政談445
【荻生徂徠『政談』】445
(承前) 御旗本で学識のある人がいた場合、その近所の儒者から若年寄あるいは御番頭(おばんがしら)へ報告させるようにすべき。但し、学識がない人をひいきして学徳があると報告する事例もあるだろうが、とかく学問技芸の事は専門家の申し出(推挙)を証拠にしなければ、どれぐらいの力量かを知ることはできない。学識ある人を選んで御役人にさせたならば、学問は盛んとなる。しかし、学識がなくとも知行高と家筋で御役人になれるものと世間の人々が認識している現状では、実力のある人を推挙してあとで面倒なことになるのを避ける傾向にある。
[解説]役人は学問教養がある者から採る。そのために現在も試験がある。
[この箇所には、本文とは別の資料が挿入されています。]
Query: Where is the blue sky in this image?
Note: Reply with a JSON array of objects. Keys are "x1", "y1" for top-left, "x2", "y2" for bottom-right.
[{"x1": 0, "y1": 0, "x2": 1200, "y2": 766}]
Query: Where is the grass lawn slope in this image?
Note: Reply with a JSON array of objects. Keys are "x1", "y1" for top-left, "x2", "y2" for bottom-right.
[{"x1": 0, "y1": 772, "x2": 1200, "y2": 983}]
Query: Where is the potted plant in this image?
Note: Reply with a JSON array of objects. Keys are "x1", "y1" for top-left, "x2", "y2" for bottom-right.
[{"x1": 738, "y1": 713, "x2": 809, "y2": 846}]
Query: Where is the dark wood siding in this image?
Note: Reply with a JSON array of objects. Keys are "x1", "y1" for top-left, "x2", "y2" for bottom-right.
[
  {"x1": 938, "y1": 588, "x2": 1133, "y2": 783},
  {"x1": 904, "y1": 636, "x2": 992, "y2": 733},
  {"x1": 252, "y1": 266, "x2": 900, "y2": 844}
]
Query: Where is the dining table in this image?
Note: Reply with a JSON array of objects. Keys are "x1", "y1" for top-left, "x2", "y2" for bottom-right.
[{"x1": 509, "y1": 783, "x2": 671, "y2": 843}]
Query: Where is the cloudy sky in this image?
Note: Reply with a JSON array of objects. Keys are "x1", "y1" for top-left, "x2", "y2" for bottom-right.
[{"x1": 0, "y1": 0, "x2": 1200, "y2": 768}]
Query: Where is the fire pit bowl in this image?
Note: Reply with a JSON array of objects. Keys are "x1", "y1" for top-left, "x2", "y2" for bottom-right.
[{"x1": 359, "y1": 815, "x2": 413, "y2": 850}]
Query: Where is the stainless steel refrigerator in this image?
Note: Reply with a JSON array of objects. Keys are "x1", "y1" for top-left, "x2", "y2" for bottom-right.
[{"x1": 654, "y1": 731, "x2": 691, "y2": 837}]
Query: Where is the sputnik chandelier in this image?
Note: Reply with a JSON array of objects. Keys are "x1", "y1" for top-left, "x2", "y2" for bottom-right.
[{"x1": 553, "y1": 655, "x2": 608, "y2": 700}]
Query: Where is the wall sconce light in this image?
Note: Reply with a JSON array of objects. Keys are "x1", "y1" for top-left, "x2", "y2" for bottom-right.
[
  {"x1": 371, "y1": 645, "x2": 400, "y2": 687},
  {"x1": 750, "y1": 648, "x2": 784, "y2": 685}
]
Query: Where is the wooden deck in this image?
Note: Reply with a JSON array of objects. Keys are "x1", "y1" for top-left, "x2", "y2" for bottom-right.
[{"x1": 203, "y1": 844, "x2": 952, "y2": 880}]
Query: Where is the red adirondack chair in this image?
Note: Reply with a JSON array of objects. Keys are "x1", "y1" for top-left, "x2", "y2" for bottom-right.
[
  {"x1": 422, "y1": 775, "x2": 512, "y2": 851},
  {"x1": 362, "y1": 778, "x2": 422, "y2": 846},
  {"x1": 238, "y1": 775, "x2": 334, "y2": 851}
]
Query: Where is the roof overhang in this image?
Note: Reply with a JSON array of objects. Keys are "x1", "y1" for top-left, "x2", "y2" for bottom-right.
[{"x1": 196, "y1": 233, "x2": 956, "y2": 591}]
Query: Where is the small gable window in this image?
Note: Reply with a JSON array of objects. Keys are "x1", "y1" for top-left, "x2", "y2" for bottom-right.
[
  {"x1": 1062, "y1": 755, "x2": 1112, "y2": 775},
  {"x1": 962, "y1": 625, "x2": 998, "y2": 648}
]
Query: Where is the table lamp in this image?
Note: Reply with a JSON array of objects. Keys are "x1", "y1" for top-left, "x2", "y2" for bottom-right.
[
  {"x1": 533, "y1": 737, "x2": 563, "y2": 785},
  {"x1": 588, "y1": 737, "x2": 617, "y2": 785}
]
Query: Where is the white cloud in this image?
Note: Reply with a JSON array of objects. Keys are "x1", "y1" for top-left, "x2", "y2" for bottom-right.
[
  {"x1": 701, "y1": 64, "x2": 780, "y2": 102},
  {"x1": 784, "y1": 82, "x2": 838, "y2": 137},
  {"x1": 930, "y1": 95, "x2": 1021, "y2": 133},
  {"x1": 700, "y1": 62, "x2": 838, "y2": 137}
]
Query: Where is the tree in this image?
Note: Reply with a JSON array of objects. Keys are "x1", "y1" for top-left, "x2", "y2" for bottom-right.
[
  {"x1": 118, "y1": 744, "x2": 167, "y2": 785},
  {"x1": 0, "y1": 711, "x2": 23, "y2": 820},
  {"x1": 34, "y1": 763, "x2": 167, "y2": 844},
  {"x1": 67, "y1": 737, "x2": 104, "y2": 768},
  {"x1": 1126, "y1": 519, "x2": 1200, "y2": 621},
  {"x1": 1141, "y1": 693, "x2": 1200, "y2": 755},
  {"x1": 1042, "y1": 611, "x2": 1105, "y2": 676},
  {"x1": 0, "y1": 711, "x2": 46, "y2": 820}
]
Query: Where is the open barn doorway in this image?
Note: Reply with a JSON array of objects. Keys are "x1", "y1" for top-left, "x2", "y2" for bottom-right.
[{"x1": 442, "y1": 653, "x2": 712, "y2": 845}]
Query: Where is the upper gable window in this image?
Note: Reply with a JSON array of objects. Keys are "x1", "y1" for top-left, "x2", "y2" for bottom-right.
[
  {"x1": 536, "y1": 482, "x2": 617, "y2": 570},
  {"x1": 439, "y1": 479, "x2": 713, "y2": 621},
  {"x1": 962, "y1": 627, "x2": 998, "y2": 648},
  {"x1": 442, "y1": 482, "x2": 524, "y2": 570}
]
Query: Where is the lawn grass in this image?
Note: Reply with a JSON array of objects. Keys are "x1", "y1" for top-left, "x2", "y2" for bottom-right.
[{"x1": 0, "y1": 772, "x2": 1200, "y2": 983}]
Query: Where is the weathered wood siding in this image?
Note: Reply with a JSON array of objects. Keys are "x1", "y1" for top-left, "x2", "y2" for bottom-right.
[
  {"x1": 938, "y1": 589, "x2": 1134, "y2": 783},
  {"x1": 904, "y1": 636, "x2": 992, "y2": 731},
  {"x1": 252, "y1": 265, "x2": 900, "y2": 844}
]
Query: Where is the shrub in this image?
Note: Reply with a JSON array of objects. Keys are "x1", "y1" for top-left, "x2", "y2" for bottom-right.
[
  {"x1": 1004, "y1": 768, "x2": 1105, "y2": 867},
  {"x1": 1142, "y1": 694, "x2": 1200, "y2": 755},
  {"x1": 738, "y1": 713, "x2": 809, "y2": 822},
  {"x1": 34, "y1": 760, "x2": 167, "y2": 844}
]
学問は知識が広がり、思索を廻らして事象に対して考察し、最善の対処法を見出す智慧がつく。書物の中にそういったことが書かれており、読まなければ知ることもない。書物を読み学ぶことは、人の考え・意見に耳を傾けることである。もちろん、読書も狭い範囲では知識も教養もやせ細り、人格的に偏狭な人となる。儒者に命じて、近くで学識・学徳のある人がいればその人を推挙させ、もって公務員として採用すべきというのは、身分属性にこだわらず人材を登用すべきであるという徂徠の主張に完全に基づいている。門地門閥によって、学識も教養も良心さえもない者が自動的に世襲したり、誰でもいいから推挙したらそれが評価されるというのでは、底が抜けてしまうこと、現状を見ればよくわかる。